BB prevê que processo vai demorar
A análise do BB é que a instituição não deve conseguir receber todo o valor de volta, e que o processo se prolongará durante anos, por causa dos recursos que condenados podem usar para atrasar a tramitação da cobrança. O BB não quer fazer alarde sobre o assunto porque considera que isso poderia prolongar o desgaste sofrido pela instituição ao longo do escândalo do mensalão.
Se cabe ao BB cobrar o valor desviado do fundo Visanet, é a Advocacia Geral da União que deve cuidar da cobrança dos recursos que saíram irregularmente dos cofres da Câmara dos Deputados para também abastecer empresas de Marcos Valério. E a AGU também já estuda como vai cobrar esse dinheiro.
O ex-presidente da Câmara João Paulo Cunha foi acusado de desviar R$ 536 mil. Nesse caso, o advogado-geral da União, Luís Adams, tem duas opções na mesa: acionar o Tribunal de Contas da União (TCU) para que seja instaurado um processo e formalizado o valor a ser cobrado; ou abrir um processo judicial de cobrança na Justiça Federal.
Com a primeira opção seria possível emitir um título de cobrança. Adams estaria mais inclinado a acionar o TCU, que já tem experiência na definição de valores desviados — isso poderia acelerar o processo.
Apesar de a ação contra João Paulo Cunha ainda não estar encerrada no STF, Adams já pode iniciar o processo no TCU sem precisar esperar o resultado do julgamento dos embargos infringentes apresentados pela defesa do deputado e que só devem ser julgados em 2014.
Petistas evitam comentar o assunto
No julgamento encerrado no fim do ano passado no STF, João Paulo foi acusado de receber R$ 50 mil de Marcos Valério e seus sócios para facilitar a vitória da SMP&B numa licitação para contratar a agência de publicidade da Câmara.
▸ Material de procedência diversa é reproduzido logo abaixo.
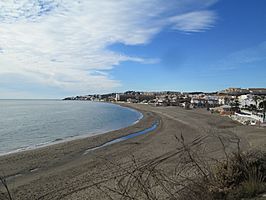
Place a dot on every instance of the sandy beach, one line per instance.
(63, 171)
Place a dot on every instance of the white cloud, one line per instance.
(62, 43)
(248, 56)
(197, 21)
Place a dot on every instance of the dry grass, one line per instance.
(194, 177)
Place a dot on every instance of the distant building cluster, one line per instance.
(244, 105)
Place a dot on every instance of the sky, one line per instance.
(58, 48)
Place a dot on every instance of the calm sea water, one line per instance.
(26, 124)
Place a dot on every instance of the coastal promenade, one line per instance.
(68, 170)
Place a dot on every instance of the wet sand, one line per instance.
(63, 171)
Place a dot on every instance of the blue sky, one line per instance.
(57, 48)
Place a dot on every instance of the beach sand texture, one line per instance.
(63, 171)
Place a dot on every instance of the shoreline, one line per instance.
(71, 138)
(75, 146)
(63, 171)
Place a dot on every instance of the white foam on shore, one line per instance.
(67, 139)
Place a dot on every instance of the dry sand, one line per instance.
(62, 171)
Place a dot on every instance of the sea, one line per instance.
(29, 124)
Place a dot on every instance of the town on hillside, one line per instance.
(248, 106)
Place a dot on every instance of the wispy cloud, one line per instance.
(242, 57)
(63, 43)
(197, 21)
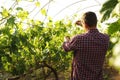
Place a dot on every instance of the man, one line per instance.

A empresa de Valério teria terceirizado 99,9% do valor do contrato.
Procurado pelo GLOBO, o presidente do PT, Rui Falcão, informou, por meio de sua assessoria, que não se pronunciaria sobre o assunto. Outros petistas seguiram a mesma linha:
— Não é um assunto do qual estou por dentro. Não posso ajudar — desculpou-se o senador Jorge Viana (PT-AC).
— Não tenho acordo com essa suposição (de que o mensalão existiu) e não cabe a mim comentar — cortou o deputado Ricardo Berzoini (PT-SP).
A imediata cobrança dos prejuízos aos cofres públicos divide opiniões em outros partidos. Para o presidente do DEM, José Agripino Maia (RN), é preciso esperar o fim do processo no STF para entrar com novas ações a fim de evitar estragos no período pré-eleitoral.
— Se começarmos a pensar nisso agora, o processo de vitimização do PT vai para a estratosfera — previu. — Cada coisa a seu tempo.
No entanto, Agripino garante que, se as instituições não entrarem com ações de cobrança após o fim do julgamento, o DEM provocará o Ministério Público para que encaminhe o processo. Já o senador Rodrigo Rollemberg (PSB-DF) defende que a discussão da cobrança de valores desviados no mensalão não seja politizada em nenhum momento.
— Temos de despolitizar essa questão; politizar enfraquece as instituições. Temos apenas de cumprir decisões judiciais — frisou.
— Dificilmente haverá uma recuperação satisfatória, como no caso do TRT de São Paulo — afirmou o senador Álvaro Dias (PSDB). — No caso do mensalão, acho mais complicado porque os recursos (desviados) foram pulverizados.